Entry tax will mean a special levy on goods entering the municipal areas. The rates will be announced later, but the government is expecting to reap Rs 500 crore through the reimposition.

Though the finance minister claimed that the reintroduction of entry tax would not affect the consumer prices, industry representatives said several household items would cost more. The products likely to bear the brunt of this tax are automobiles (both four-and two-wheelers) and auto components, television sets, air-conditioners and washing machines.

Products like edible oil, packaged foods, biscuits, chocolates, cigarettes, readymade garments, medicines, diagnostic products, sugar and tobacco are also likely to cost more. Most of these products are brought to the state from outside.
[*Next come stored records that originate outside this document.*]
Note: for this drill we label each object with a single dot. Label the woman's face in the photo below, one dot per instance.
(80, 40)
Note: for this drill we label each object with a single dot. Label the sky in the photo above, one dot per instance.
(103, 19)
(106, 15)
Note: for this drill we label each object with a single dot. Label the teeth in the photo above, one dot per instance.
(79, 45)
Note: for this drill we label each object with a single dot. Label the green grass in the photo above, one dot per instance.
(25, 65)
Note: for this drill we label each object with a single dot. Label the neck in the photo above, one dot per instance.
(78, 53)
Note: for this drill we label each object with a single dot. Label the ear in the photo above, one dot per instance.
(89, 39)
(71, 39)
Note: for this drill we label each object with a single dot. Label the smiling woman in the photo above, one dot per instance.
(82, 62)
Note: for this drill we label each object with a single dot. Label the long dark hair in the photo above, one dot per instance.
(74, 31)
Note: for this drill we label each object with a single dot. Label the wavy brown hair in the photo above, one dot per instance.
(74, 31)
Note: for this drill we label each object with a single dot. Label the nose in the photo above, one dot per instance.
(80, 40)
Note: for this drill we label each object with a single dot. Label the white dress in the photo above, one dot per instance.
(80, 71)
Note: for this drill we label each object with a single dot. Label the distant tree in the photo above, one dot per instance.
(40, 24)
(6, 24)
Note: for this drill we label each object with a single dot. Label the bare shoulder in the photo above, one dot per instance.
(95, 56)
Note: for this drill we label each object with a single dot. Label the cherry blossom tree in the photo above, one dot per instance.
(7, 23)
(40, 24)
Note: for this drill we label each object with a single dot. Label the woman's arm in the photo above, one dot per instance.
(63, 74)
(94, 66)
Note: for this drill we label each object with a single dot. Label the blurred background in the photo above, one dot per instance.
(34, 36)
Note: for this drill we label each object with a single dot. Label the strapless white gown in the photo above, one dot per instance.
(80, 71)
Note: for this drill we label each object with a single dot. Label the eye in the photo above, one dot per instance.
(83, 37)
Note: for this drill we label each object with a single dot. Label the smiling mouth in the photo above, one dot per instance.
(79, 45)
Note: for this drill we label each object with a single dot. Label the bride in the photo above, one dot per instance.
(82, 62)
The entry tax, proceeds from which used to go to the municipal bodies, was abolished on April 1, 1995. Dasgupta said even after the abolition of entry tax, the municipal bodies were given grants in the same scale.

Maintaining tradition, he kicked off his budget speech by criticising the Central government’s economic policies “adopted at the behest of the IMF and the World Bank”.

But in a sharp deviation, Dasgupta — known for presenting zero deficit budgets — projected a Rs 793-crore deficit for 2003-2004. Explaining the jump in deficit in 2003-04, he said: “Much of it is due to increase in interest expenditure on small savings deposits. This year, we have decided to cut borrowings from small savings by Rs 3,200 crore.”